STIFF UPPER LIP, JEEVES by P G Wodehouse

‘Then may I tell Harold that the balloon’s going up?’ said Stiffy.

‘I beg your pardon?’

‘I mean it’s official about this vicarage?’

‘Certainly, certainly, certainly.’

‘Oh, Uncle Watkyn! How can I thank you?’

‘Quite all right, my dear,’ said Pop Bassett, more Dickensy than ever. ‘And now,’ he went on, parting from his moorings and making for the door, ‘you will excuse me, Stephanie, and you, Mr. Wooster. I must go to Madeline and -‘

‘Congratulate her?’

‘I was about to say dry her tears.’

‘If any.’

‘You think she will not be in a state of dejection?’

‘Would any girl be, who’s been saved by a miracle from having to marry Gussie Fink-Nottle?’

‘True. Very true,’ said Pop Bassett, and he was out of the room like one of those wing threequarters who, even if they can’t learn to give the reverse pass, are fast.

If there had been any uncertainty as to whether Sir Watkyn Bassett had done a buck-and-wing dance, there was none about Stiffy doing one now. She pirouetted freely, and the dullest eye could discern that it was only the fact that she hadn’t one on that kept her from strewing roses from her hat. I had seldom seen a young shrimp so above herself. And I, having Stinker’s best interests at heart, packed all my troubles in the old kitbag for the time being and rejoiced with her. If there’s one thing Bertram Wooster is and always has been nippy at, it’s forgetting his personal worries when a pal is celebrating some stroke of good fortune.

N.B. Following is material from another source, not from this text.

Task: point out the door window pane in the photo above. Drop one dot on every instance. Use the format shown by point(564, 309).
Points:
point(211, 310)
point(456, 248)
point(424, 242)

For some time Stiffy monopolized the conversation, not letting me get a word in edgeways. Women are singularly gifted in this respect. The frailest of them has the lung power of a gramophone record and the flow of speech of a Regimental Sergeant Major. I have known my Aunt Agatha to go on calling me names long after you would have supposed that both breath and inventiveness would have given out.

Her theme was the stupendous bit of good luck which was about to befall Stinker’s new parishioners, for they would be getting not only the perfect vicar, a saintly character who would do the square thing by their souls, but in addition the sort of vicar’s wife you dream about. It was only when she paused after drawing a picture of herself doling out soup to the deserving poor and asking in a gentle voice after their rheumatism that I was able to rise to a point of order. In the midst of all the joyfulness and back-slapping a sobering thought had occurred to me.

‘I agree with you,’ I said, ‘that this would appear to be the happy ending, and I can quite see how you have arrived at the conclusion that it’s the maddest merriest day of all the glad new year, but there’s something you ought to give a thought to, and it seems to me you’re overlooking it.’

‘What’s that? I didn’t think I’d missed anything.’

‘This promise of Pop Bassett’s to give you the vicarage.’

‘All in order, surely? What’s your kick?’

‘I was only thinking that, if I were you, I’d get it in writing.’

This stopped her as if she had bumped into a prop forward. The ecstatic animation faded from her face, to be replaced by the anxious look and the quick chewing of the lower lip. It was plain that I had given her food for thought.

‘You don’t think Uncle Watkyn would double-cross us?’

‘There are no limits to what your foul Uncle Watkyn can do, if the mood takes him,’ I responded gravely. ‘I wouldn’t trust him an inch. Where’s Stinker?’

‘Out on the lawn, I think.’

‘Then get hold of him and bring him here and have Pop Bassett embody the thing in the form of a letter.’

‘I suppose you know you’re making my flesh creep?’

‘Merely pointing out the road to safety.’

She mused awhile, and the lower lip got a bit more chewing done to it.

‘All right,’ she said at length. Til fetch Harold.’

‘And it wouldn’t hurt to bring a couple of lawyers, too,’ I said as she whizzed past me.